AKP’den Erdoğan karşıtı beyanname

AKP'nin açıklanan seçim beyannamesinin nasıl hazırlandığını, Erdoğan'ın bu hazırlığa hangi aşamada müdahale ettiğini bilemeyiz. Ama ortada bir gariplik var.

Gariplik, beyannamedeki başkanlık formülasyonunun yetersizliğiyle ilgili değil yalnızca. Sanki, Erdoğan başkanlığın Türkiye için neden gerekli olduğunu çok mu iyi anlatıyor? Diktatör, yasama ve yürütme üzerine ortaokul vatandaşlık bilgisi derslerinden alınma cümlelerle anlattıklarıyla aklı başında kimseyi ikna edemez, bu yolla asıl heveslerini saklayamaz.

Başkanlığın gerekleri bağlamında AKP'lileri bile hayal kırıklığına uğratan bu metnin problemi, ekonomi konusunda neredeyse hiçbir hedef içermemesi de değil, Kürt sorunu hakkında kaçak güreşmesi de...

Bunlar ve diğer başlıkları kesen ortak bir doğru var: AKP'nin seçim beyannamesinin Türkiye hakkında bir iddiası yok.

İddialılık deli saçması büyük projeler uydurmak anlamına gelmiyor. Bu beyannameyi her seçimde ortaya atılan ve havada kalan Kanalistanbul benzeri projeler de kurtaramazdı. AKP'nin önceki seçim kampanyalarının esas farkı, kendine güven ve bu güven vesilesiyle partinin Türkiye ile kurduğu ilişkiydi. AKP, Türkiye'yi dönüştürmeyi, gericiliğin ve paranın saltanatını derinleştirmeyi son noktasına kadar götürmekte kararlıydı.

AKP'de artık ne kendine güven var ne de kararlılık...

Seçim kampanyasının başladığı salona bakan herkes, güvensizlik ve kafa karışıklığı görüyor.

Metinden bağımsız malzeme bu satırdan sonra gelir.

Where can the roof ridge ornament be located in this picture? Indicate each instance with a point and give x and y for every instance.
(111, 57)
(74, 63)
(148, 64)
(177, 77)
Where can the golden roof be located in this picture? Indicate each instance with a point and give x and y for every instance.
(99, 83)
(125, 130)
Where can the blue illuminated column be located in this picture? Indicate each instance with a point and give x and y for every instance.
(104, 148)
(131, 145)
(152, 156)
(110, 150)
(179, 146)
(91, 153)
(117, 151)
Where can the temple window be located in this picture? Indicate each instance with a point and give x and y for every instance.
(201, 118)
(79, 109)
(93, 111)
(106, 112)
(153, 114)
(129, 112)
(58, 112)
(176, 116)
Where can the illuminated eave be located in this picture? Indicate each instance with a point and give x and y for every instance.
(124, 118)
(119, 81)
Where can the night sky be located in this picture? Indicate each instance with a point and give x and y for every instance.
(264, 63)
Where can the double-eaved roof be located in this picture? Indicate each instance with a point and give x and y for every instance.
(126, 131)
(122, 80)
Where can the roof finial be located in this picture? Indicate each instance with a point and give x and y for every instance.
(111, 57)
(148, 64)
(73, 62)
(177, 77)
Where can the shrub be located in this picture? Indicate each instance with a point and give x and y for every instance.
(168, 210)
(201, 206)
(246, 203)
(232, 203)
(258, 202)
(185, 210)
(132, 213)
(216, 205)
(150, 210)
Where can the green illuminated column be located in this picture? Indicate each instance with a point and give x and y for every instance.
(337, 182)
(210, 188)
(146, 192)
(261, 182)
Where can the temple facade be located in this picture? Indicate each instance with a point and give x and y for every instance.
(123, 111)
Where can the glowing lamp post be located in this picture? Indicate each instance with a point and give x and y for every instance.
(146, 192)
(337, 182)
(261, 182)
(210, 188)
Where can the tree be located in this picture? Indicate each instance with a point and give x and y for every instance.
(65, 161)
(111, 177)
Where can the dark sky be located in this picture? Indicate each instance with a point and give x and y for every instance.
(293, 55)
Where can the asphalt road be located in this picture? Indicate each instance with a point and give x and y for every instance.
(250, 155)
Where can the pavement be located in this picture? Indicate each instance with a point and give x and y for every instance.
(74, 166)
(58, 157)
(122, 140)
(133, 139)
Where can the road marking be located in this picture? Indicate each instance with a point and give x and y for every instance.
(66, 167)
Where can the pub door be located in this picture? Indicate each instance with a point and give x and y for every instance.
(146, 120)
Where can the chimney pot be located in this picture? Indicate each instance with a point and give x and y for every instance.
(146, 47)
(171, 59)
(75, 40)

Bunun nedeni de, Türkiye'nin dönüşmüş, AKP'nin hedeflerine ulaşmış olması değil. Tam tersine, Türkiye, AKP'nin hedefleri doğrultusunda çok yol aldı, ancak AKP'nin kendisi için biçtiği elbiseye sığmayacağını da defalarca gösterdi.

AKP yapamayacağını, yolun sonunu göremeyeceğini anladığı için bocalıyor. Ülkenin siyasi-ekonomik durumu ve uluslararası koşullar AKP'yi köşeye sıkıştırdıkça, belli ki kafalar daha çok karışıyor.

Bir parti olarak AKP, tahliye planı arıyor: Başka bir AKP'ye yumuşak geçiş veya bir koalisyon için zemin hazırlama ya da bölünme yoluyla ortaya çıkacak AKP türevlerine binip gemiyi terk etme... Belki bambaşka bir çözüm...

Ne kadar iddialı görünmeye çalışırsa çalışsın, bu denli iddiasız bir başlangıç, partinin Erdoğan'ın dar hizbi haricindeki bölümünün aklında bunların olduğunu gösteriyor.

Ama bu senaryoların hiçbirinde Erdoğan yok, çünkü bu yaklaşımda Erdoğan'a yer yok!

Bu yaklaşımın ürünü olan AKP'nin iddiasız seçim beyannamesi, bu nedenle Erdoğan'a karşı yazılmış bir beyannamedir. Böylesi iddiasız bir metin Erdoğan'ı taşıyamaz. Erdoğan'ı bulunduğu yerde yalnızca daha iddialı, daha büyük siyasi hedefler tutabilir. Tayyip Erdoğan, bu anlamda durduğu anda düşecek, yalnızlığı ile ihtirası ters orantılı bir diktatördür.

Erdoğan'ın çevresindeki yaprak dökümünü hızlandıran da yine aynı çözümsüz ters orantıdır. Çözümsüzlüğe çözüm bulmaya çalışmak, aptalca ve tüketici bir iştir. Erdoğan'ın etrafındaki aptallık zincirinin halkalarını, diktatörü daha da yalnızlaştırmak üzere, zamanı geldiğinde tasfiye eden işte bu mekanizmadır.

Zincirde sıra son halkaya geldiğinde sevinen belli ki yalnızca AKP'nin dışı olmayacak. Ben demiyorum, AKP'nin seçim beyannamesi öyle söylüyor.


(Bu yazı 17 Nisan 2015 Perşembe tarihli Günlük soL'da yayımlanmıştır.)